Training open neural machine translation models
MIT License
318 stars 40 forks source link

Issue with it-en model #52

Open avostryakov opened 3 years ago

avostryakov commented 3 years ago

In some rare situations, specific sentences translated from Italian to the English language with "(Translated with Google Translate)" at the end of the output sentence. For example, the following Italian sentences will have it in English: Gli oggetti ordinati sono arrivati in tempi piu'che rapidi e tutto anche piu'bello dal vivo....perfetto!! Ho fatto alcuni acquistati da Mano Mano mi sono arrivati in tempi brevi e senza alcun problema,auguri grazie di ❤️!!!! grazie. fino ad adesso buoni prodotti... speriamo anche il prossimo!

I guess in training data there is this kind of rubbish in translation pairs in some datasets.
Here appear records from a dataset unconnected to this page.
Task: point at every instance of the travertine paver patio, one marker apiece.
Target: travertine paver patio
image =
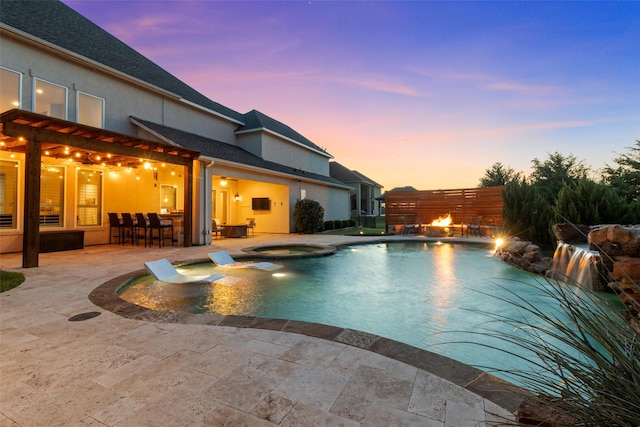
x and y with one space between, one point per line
137 368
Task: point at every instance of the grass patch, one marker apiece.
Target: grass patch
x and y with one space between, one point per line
10 280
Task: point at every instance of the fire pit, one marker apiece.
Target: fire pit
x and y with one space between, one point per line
441 227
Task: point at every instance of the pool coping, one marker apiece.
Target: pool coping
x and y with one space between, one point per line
484 384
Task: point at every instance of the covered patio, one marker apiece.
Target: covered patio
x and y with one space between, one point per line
47 144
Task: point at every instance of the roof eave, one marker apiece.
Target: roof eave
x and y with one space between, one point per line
83 60
271 172
286 138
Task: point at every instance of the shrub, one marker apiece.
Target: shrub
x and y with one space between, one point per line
308 216
589 203
527 214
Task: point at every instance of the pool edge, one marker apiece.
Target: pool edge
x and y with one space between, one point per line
486 385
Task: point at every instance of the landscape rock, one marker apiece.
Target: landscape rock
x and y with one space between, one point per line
615 240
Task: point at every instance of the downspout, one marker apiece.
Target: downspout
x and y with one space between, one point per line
206 230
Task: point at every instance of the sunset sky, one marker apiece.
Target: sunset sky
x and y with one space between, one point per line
427 94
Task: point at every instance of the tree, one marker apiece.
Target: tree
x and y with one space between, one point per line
527 214
625 177
499 174
590 203
551 175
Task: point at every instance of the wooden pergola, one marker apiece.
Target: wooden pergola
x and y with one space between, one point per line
34 134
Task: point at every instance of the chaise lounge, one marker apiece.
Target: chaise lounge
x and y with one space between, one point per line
223 259
164 271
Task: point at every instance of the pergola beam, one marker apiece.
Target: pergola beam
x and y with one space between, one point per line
54 137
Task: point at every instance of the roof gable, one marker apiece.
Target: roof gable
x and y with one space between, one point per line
254 121
344 174
58 24
221 150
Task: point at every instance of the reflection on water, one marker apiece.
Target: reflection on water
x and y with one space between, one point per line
409 292
445 287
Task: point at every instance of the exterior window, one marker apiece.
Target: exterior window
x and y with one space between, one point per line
168 196
8 194
89 197
50 99
51 196
90 110
9 89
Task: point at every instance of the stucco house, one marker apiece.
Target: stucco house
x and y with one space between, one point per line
365 192
90 126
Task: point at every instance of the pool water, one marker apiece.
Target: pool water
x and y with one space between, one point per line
416 293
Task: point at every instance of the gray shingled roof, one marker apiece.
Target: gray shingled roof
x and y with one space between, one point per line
255 120
344 174
223 151
57 23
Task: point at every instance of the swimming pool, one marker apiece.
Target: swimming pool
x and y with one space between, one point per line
415 293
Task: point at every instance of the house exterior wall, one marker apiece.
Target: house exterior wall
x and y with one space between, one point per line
123 98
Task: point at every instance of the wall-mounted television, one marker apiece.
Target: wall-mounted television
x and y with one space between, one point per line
260 204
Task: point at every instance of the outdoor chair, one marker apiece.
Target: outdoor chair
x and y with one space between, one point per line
143 225
474 226
251 223
164 271
129 229
115 225
215 229
157 223
409 228
223 259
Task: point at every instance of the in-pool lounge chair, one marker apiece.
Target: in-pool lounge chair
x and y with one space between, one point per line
164 271
223 259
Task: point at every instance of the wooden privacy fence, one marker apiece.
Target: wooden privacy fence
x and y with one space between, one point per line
464 205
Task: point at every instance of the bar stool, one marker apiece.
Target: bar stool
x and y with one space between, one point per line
143 225
130 226
155 222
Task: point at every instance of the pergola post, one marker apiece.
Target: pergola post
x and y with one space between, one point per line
31 235
188 204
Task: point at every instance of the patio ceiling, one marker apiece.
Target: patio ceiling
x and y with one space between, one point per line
63 139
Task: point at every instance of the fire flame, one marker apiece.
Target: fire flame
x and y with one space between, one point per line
443 221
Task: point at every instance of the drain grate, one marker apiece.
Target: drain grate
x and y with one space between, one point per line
84 316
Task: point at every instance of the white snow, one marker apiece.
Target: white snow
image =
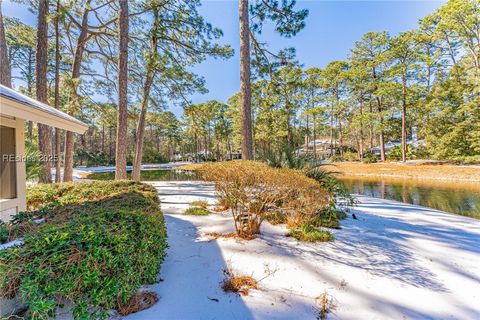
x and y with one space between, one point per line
397 261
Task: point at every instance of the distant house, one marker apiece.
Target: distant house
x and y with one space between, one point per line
15 109
323 148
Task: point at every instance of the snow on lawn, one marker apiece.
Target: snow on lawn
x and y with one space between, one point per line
397 261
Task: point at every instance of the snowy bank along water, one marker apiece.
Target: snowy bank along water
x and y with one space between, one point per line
396 261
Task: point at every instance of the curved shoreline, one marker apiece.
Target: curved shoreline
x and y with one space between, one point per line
408 171
396 261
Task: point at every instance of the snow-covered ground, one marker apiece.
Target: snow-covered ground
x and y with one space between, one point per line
397 261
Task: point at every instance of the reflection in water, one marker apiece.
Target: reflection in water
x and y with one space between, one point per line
459 198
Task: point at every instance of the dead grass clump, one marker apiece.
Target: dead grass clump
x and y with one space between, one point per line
196 211
200 204
326 306
191 166
140 301
239 284
251 190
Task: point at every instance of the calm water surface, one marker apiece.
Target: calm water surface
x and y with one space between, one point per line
454 197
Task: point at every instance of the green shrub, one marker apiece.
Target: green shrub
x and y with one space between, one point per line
252 190
200 204
100 242
197 211
308 233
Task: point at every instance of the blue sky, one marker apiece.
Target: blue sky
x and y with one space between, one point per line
332 28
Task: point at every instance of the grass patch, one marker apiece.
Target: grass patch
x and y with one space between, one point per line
100 242
326 306
200 204
308 233
238 284
275 218
196 211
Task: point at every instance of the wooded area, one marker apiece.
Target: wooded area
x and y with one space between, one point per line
421 85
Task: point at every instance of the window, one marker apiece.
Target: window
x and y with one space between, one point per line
8 172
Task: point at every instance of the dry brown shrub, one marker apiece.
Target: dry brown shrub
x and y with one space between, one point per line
252 189
140 301
326 306
191 166
240 285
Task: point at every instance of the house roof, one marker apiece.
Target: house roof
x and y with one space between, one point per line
15 104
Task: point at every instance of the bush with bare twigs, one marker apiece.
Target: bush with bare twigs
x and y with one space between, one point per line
252 189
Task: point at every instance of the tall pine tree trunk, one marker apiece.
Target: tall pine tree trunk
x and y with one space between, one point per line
121 150
44 134
404 117
137 163
73 96
245 88
5 70
57 93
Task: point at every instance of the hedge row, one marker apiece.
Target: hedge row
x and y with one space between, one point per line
99 243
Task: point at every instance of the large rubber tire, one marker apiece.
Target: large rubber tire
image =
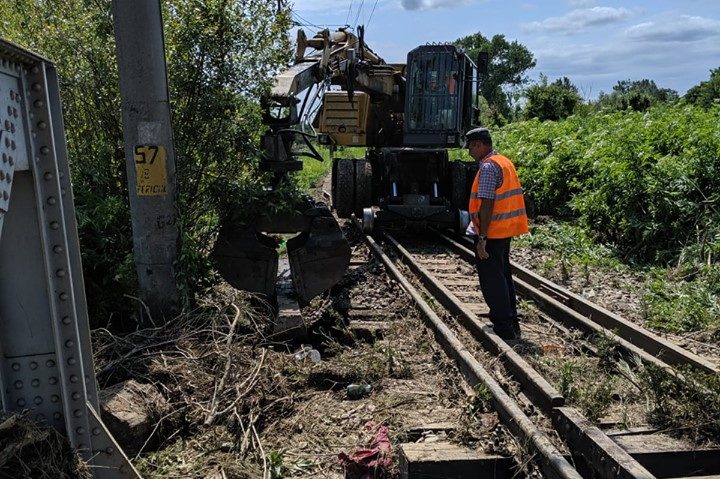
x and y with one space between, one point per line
344 188
460 188
363 186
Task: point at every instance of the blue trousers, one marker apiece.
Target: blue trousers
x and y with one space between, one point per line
497 287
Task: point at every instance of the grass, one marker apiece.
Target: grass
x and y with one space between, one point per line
680 298
689 408
571 244
685 301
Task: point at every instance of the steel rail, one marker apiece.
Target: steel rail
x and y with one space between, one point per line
535 386
551 460
579 312
585 439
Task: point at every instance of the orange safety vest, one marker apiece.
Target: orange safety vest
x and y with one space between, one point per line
508 216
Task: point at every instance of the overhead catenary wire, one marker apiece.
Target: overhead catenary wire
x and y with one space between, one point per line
367 25
347 18
357 16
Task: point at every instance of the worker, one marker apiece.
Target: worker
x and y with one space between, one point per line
497 214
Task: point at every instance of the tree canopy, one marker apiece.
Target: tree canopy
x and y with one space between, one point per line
707 92
507 68
220 56
636 95
553 101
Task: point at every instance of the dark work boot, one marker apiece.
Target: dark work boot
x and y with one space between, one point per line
516 328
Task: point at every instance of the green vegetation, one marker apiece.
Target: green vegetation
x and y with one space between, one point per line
634 186
690 406
551 101
636 95
220 57
645 182
706 93
678 302
507 68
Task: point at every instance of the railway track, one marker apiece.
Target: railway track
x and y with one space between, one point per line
438 273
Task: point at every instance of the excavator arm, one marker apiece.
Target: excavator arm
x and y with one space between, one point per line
245 254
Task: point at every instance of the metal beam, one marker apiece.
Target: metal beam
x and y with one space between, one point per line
45 357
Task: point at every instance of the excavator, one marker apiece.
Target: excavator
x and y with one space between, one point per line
406 116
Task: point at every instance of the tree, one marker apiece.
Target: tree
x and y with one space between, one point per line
636 95
221 55
509 61
707 92
553 101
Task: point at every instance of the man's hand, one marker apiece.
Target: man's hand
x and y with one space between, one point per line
482 254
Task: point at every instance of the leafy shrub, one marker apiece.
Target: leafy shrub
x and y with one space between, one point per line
220 57
645 182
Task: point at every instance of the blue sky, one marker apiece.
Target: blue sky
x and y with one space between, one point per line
594 43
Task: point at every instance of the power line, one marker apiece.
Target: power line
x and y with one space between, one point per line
373 11
359 10
349 11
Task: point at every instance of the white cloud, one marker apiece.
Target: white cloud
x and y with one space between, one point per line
683 29
580 3
429 4
579 19
598 66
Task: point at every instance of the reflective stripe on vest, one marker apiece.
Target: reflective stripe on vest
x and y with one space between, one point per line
509 217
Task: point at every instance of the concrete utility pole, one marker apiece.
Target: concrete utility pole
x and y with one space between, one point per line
149 152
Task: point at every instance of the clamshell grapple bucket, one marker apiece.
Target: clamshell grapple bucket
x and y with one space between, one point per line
318 258
247 258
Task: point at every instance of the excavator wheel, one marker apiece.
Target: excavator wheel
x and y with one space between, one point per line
363 186
343 187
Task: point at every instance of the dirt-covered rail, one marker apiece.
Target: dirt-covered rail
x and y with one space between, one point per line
577 312
532 408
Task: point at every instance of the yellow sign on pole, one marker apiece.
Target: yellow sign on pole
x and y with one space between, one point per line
150 170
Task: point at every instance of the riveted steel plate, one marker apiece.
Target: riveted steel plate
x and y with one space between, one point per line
45 356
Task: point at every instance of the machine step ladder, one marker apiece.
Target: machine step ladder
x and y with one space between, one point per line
46 364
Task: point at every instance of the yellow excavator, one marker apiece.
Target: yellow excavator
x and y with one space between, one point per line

I suggest removing "(Translated with Google Translate)" from English sentences from training data in preprocessing pipeline.
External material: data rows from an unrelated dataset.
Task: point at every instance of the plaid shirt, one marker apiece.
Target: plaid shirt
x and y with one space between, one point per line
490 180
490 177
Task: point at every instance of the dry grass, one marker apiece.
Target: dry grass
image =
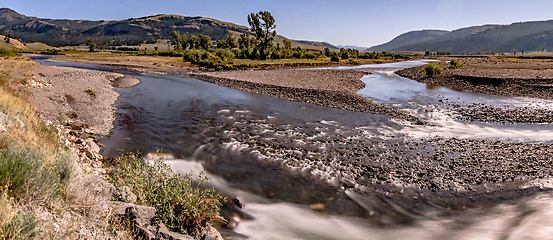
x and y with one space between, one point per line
43 194
124 59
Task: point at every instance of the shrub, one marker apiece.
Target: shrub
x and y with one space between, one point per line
432 69
224 54
31 174
334 57
454 64
193 55
8 53
14 223
287 53
352 62
309 55
181 205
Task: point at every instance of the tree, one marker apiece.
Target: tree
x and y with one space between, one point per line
263 26
231 41
327 52
90 45
179 41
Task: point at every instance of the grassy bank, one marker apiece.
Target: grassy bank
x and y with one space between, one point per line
44 194
175 60
35 170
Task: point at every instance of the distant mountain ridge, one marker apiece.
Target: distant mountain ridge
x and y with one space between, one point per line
516 37
133 31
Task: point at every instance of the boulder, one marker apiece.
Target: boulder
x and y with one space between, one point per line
162 233
93 146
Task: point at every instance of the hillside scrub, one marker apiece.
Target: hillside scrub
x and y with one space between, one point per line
181 205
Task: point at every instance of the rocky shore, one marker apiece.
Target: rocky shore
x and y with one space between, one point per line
80 102
517 78
329 88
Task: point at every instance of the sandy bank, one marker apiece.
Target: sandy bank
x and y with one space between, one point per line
329 88
81 95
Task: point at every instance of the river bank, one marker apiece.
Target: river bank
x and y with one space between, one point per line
329 88
391 179
77 107
529 78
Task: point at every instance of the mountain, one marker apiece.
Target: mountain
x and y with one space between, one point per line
523 36
133 31
408 38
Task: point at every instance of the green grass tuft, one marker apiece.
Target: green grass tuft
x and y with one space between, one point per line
432 69
182 205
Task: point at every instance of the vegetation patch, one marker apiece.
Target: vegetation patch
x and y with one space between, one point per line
181 204
432 69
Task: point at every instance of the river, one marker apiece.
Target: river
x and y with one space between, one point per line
291 164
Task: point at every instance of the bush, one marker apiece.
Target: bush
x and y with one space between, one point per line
225 54
432 69
14 223
352 62
309 55
334 57
193 55
181 205
454 64
28 175
8 53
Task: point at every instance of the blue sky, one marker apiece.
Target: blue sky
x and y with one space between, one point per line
351 22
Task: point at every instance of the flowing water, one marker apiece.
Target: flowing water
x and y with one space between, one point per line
247 144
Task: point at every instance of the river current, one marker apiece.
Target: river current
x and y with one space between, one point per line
231 135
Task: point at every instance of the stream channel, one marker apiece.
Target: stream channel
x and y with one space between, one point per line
299 170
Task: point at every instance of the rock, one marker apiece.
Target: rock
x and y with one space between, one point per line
162 233
212 234
93 146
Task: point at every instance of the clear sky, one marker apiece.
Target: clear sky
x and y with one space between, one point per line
345 22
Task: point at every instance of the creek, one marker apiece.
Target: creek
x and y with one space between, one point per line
253 148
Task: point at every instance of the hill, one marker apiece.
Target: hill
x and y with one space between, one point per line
129 32
524 36
408 38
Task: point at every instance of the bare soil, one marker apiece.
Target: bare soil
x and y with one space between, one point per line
60 94
330 88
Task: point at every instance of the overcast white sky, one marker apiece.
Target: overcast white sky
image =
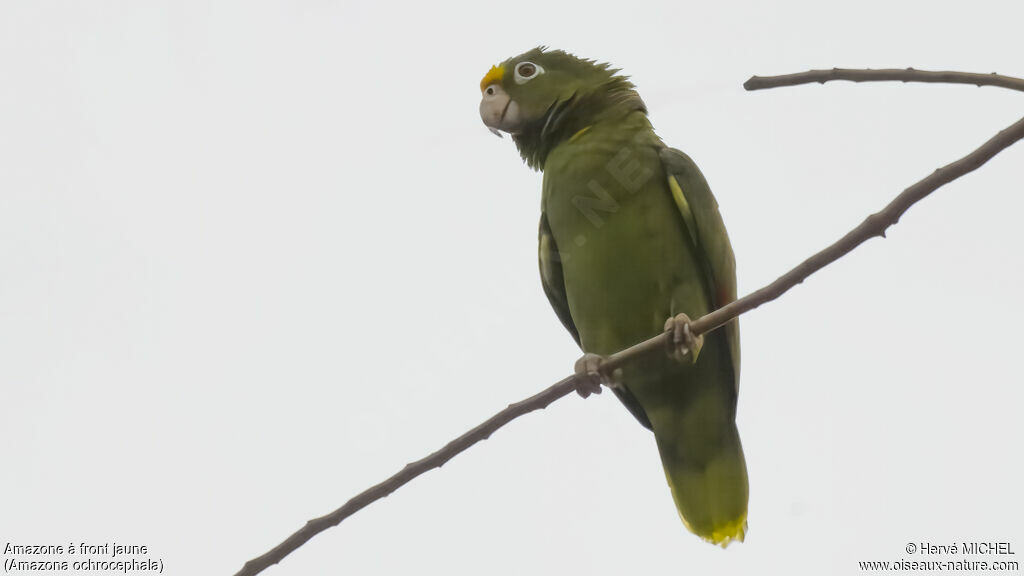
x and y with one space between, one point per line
255 256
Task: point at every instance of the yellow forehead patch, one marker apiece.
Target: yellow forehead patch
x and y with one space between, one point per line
494 75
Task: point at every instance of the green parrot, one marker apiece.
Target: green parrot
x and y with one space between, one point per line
632 244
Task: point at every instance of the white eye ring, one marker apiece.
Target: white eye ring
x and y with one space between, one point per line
526 71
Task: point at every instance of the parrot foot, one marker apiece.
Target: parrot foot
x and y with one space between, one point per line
683 344
589 374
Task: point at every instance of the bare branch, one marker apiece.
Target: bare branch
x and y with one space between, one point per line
884 75
875 224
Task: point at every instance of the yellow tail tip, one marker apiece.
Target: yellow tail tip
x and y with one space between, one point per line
732 532
725 534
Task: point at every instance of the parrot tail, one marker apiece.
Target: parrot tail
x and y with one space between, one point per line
705 465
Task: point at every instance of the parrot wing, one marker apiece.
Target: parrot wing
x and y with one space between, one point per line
704 222
554 288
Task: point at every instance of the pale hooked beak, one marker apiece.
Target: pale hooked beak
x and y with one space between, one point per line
499 111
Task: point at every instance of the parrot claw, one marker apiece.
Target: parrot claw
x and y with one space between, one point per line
589 375
683 344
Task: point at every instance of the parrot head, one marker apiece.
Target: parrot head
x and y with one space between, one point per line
543 96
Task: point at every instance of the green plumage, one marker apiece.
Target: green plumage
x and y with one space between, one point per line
630 236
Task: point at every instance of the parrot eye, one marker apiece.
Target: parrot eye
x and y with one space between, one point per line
526 71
I'm talking about this model: models/it-en/

jorgtied commented 3 years ago

Thanks a lot for the feedback. I'll try to add a filter. Is it a big and frequent problem? I cannot promise to update all models immediately. Please, let me know if you see further issues that we could address in new releases. In the meantime: Could you check whether this model has the same problem: https://github.com/Helsinki-NLP/Tatoeba-Challenge/tree/master/models/ita-eng Thanks!
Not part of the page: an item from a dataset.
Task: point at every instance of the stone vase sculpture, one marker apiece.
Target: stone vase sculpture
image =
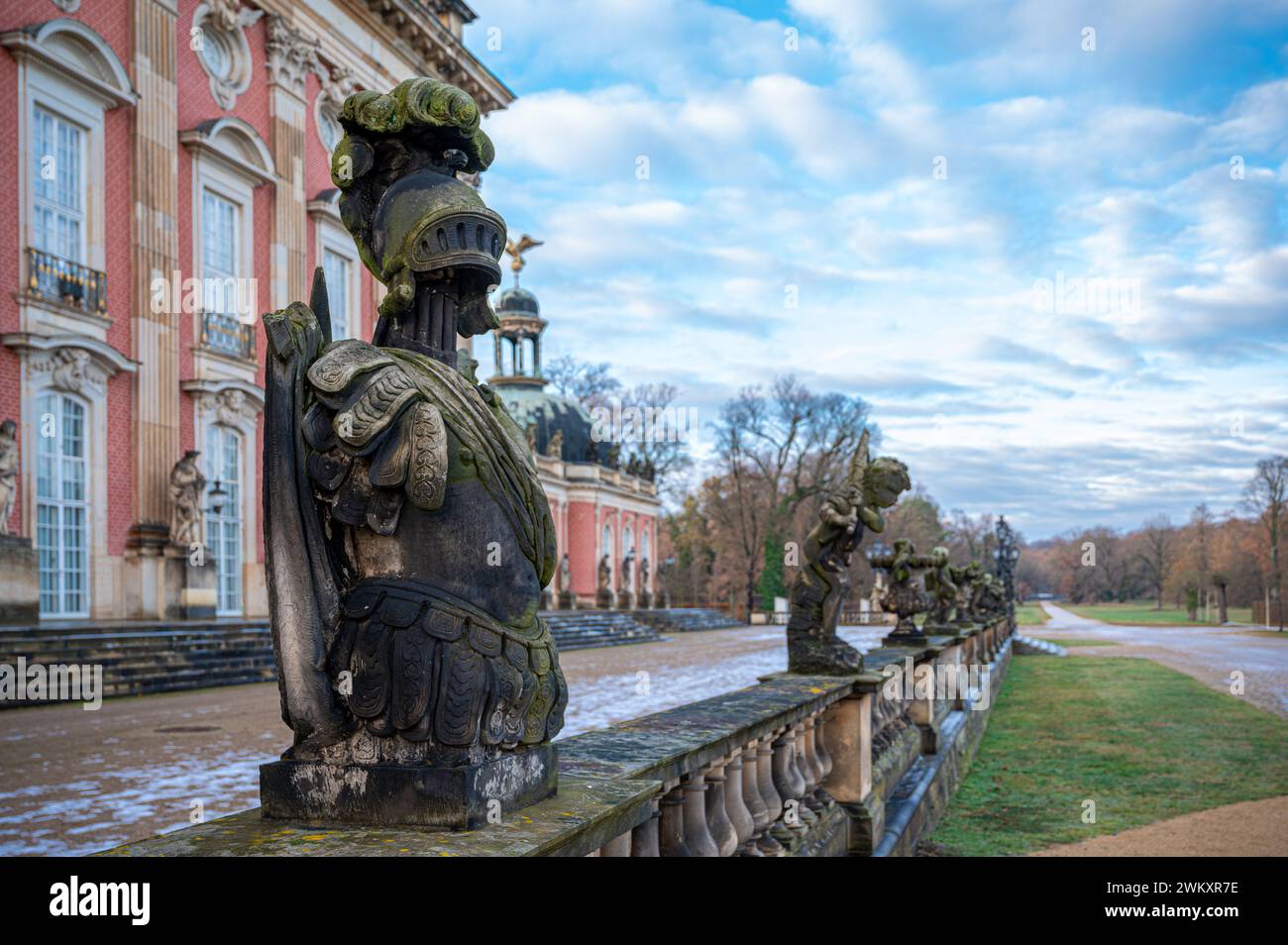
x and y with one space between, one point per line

avostryakov commented 3 years ago

Is it a big and frequent problem?

No, It's seldom. And If I remove "!" from the end of sentences it disappears from English output. I let you know if we will find this issue in other models.

avostryakov commented 3 years ago

@jorgtied We didn't find this problem with other models that we use from Helsinki-NLP/Tatoeba-Challenge projects: por-eng, fr-en, spa-eng, fi-en, da-en, nl-en, so-en, no-en, el-en (maybe nn-en/nb-en, I don't remember exactly now). Only the It-En model.